Setting padding for bars

Your turn

  • What stories can you tell with these data? [monarchs.json]

  • How can you modify the graphic to tell the various stories (still using bars)?

  • Are there alternatives to bars that you should consider?

Sorting the scale range

  "encoding": {
    "x": {"field": "name", "type": "nominal",
          "sort": {"field": "reign", "order": "descending"},

Your turn

What other sorting might be interesting here (and better than alphabetical)?

Another use of sort

Jitter

Sometimes a little imprecision is better than being exact…

Q. How do we create this kind of plot? [This uses cars.json.]

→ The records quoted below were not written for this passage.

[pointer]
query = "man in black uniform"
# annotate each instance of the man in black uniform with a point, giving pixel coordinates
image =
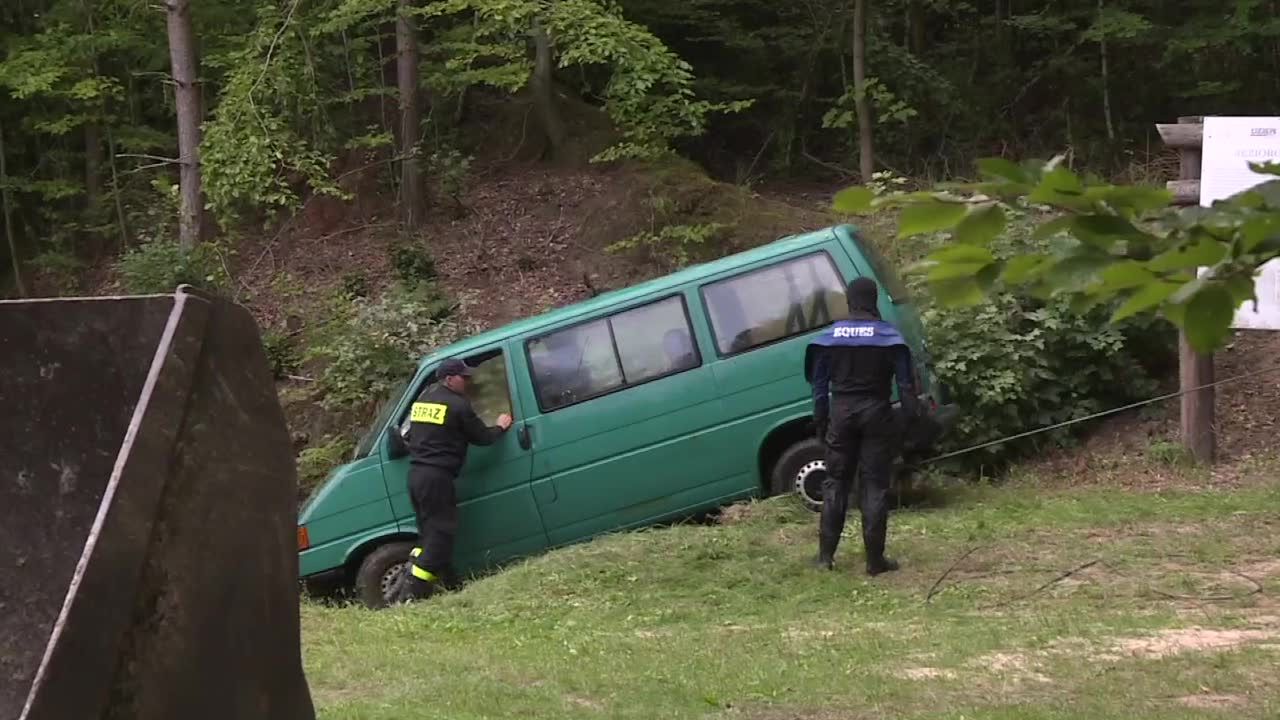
(442, 425)
(850, 368)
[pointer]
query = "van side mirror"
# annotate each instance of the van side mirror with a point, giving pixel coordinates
(396, 445)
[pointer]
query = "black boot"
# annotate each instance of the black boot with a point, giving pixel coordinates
(826, 559)
(412, 589)
(878, 565)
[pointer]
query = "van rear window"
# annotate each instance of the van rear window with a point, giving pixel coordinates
(775, 302)
(885, 273)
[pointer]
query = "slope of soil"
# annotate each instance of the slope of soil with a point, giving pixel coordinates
(526, 237)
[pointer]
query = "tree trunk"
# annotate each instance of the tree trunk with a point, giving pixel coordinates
(8, 218)
(543, 85)
(412, 197)
(915, 14)
(862, 105)
(92, 163)
(1106, 85)
(115, 188)
(186, 78)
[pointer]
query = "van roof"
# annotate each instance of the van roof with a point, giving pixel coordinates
(640, 291)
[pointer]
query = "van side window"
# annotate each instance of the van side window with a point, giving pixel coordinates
(775, 302)
(654, 341)
(574, 364)
(626, 349)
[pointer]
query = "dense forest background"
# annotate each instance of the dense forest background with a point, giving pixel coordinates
(286, 92)
(161, 141)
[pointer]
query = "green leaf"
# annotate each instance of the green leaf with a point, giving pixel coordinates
(853, 200)
(1024, 268)
(1105, 231)
(1054, 227)
(1206, 251)
(1133, 197)
(981, 226)
(1002, 168)
(1144, 299)
(970, 254)
(1208, 318)
(1078, 272)
(958, 292)
(1256, 231)
(931, 215)
(1059, 187)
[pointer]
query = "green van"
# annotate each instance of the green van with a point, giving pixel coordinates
(638, 406)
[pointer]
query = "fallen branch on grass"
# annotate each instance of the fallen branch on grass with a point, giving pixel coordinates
(1257, 589)
(1054, 582)
(935, 589)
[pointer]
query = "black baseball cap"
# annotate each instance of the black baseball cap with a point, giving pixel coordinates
(453, 367)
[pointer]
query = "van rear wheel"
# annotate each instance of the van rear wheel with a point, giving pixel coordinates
(801, 470)
(379, 574)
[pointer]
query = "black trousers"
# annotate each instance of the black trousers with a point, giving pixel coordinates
(435, 507)
(862, 436)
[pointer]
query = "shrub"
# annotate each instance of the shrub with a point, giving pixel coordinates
(282, 355)
(412, 264)
(316, 461)
(370, 346)
(676, 245)
(1018, 363)
(160, 265)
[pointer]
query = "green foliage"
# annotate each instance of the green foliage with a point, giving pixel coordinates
(1015, 361)
(412, 263)
(370, 346)
(649, 92)
(1170, 454)
(282, 354)
(315, 463)
(1124, 249)
(59, 267)
(676, 245)
(161, 265)
(448, 169)
(355, 285)
(272, 128)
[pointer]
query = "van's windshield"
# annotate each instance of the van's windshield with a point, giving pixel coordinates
(384, 413)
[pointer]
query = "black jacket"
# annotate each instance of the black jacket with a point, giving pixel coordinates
(443, 424)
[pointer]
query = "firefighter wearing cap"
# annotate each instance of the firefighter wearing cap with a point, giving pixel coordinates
(850, 368)
(442, 425)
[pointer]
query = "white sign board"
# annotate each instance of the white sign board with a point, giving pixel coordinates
(1230, 145)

Jitter with quantiative scales

Manually calculate a new field using random().

{ ...,
  "transform": [
    {"calculate": "datum.Cylinders + 0.5 * random() - 0.25", 
    "as": "jCylinders"}],
  ...
}

Jitter with nominal scales

With nominal scales, we can use xOffset or yOffset encodings.

{ ..., 
  "transform": [{"calculate": "random()", "as": "random"}],
  ...,
  "encoding": { ..., 
    "y": {"field": "Cylinders", "type": "nominal"},
    "yOffset": {"field": "random"}
  }
}

Q. How can we control how much jitter there is when using xOffset or yOffset?

Turning off the scale

Q1. When might we not want to have a scale at all?

Q2. How do we achieve that?

A2.

  "scale": null

A1. When data values are also range values.

  • Example: colors – you might have literal colors as a column in your data
  • Example: random – you might generate random range values with calculate.